Specific advice for dealing with the investment scene may have to wait, however, for the scene to resolve in light of current challenges. King diagnoses today’s market maladies as largely political: “What happens in the public markets will affect what happens in the private financing markets, but there’s a lot of politics right now driving the public markets. Bankers tell me they’ve spent more time talking about politics now than ever in their careers, because we’re in a wave of something that could be market-moving and unprecedented. For the industry, there is all the focus on drug pricing and, I have to say, appropriate concern raised about patient out-of-pocket costs and affordability. We do need to be concerned about patients’ affordable access to our drugs. But the political environment could be challenging, and I don’t know how that’s going to play out in the coming years. If we can come up with some constructive solutions that will continue to support the strong performance of publicly traded companies, we will continue to ensure that a good private market exists.”
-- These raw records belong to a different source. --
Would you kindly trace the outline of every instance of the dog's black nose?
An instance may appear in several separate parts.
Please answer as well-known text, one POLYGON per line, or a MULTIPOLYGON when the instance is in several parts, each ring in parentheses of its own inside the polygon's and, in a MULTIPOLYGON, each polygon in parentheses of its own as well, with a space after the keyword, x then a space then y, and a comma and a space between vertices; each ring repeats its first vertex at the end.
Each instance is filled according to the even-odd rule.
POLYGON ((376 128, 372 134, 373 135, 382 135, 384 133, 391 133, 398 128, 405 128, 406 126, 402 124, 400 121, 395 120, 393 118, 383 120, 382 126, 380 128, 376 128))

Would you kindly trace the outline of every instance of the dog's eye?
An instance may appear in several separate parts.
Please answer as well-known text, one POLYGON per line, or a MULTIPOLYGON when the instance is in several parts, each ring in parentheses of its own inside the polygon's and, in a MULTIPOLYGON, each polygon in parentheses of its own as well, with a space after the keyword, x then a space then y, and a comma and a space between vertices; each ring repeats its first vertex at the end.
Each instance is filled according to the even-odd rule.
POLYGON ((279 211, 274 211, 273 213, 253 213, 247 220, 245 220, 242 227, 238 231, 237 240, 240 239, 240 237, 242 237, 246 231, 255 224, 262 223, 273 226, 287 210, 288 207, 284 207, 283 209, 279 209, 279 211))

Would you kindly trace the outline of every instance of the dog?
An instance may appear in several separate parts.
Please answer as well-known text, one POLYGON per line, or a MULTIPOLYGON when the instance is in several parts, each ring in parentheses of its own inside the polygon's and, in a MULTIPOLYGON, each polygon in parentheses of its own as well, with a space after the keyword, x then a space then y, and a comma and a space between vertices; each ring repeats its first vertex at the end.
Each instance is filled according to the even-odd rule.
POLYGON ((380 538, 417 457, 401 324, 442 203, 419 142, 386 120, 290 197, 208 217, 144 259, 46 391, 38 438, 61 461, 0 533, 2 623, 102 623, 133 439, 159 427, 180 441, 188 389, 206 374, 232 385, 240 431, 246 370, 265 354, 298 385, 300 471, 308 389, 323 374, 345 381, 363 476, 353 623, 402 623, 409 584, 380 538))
As a woman in biopharma, King sees the challenges the industry faces as analogous to those women face in business — namely, the need to balance the interests of work with the human priorities of family, children, and personal health.

The same view may well reflect the GlycoMimetics approach to understanding and applying the sugary dynamics of nature. The company exemplifies a young wave of biopharma innovation as new companies take on new challenges in making formerly undruggable mechanisms druggable. Carbohydrates such as selectin ligands have been enticing drug targets for decades but have avoided any magic bullets until now. Perhaps this company has drawn a bead on the bull’s-eye, or perhaps biology will again rise up, as it has so often, to frustrate the drug developer’s aim. King and her experienced team may suggest, however, that the quality of a biopharma company’s management may be rising to the occasion in this new wave of risk taking.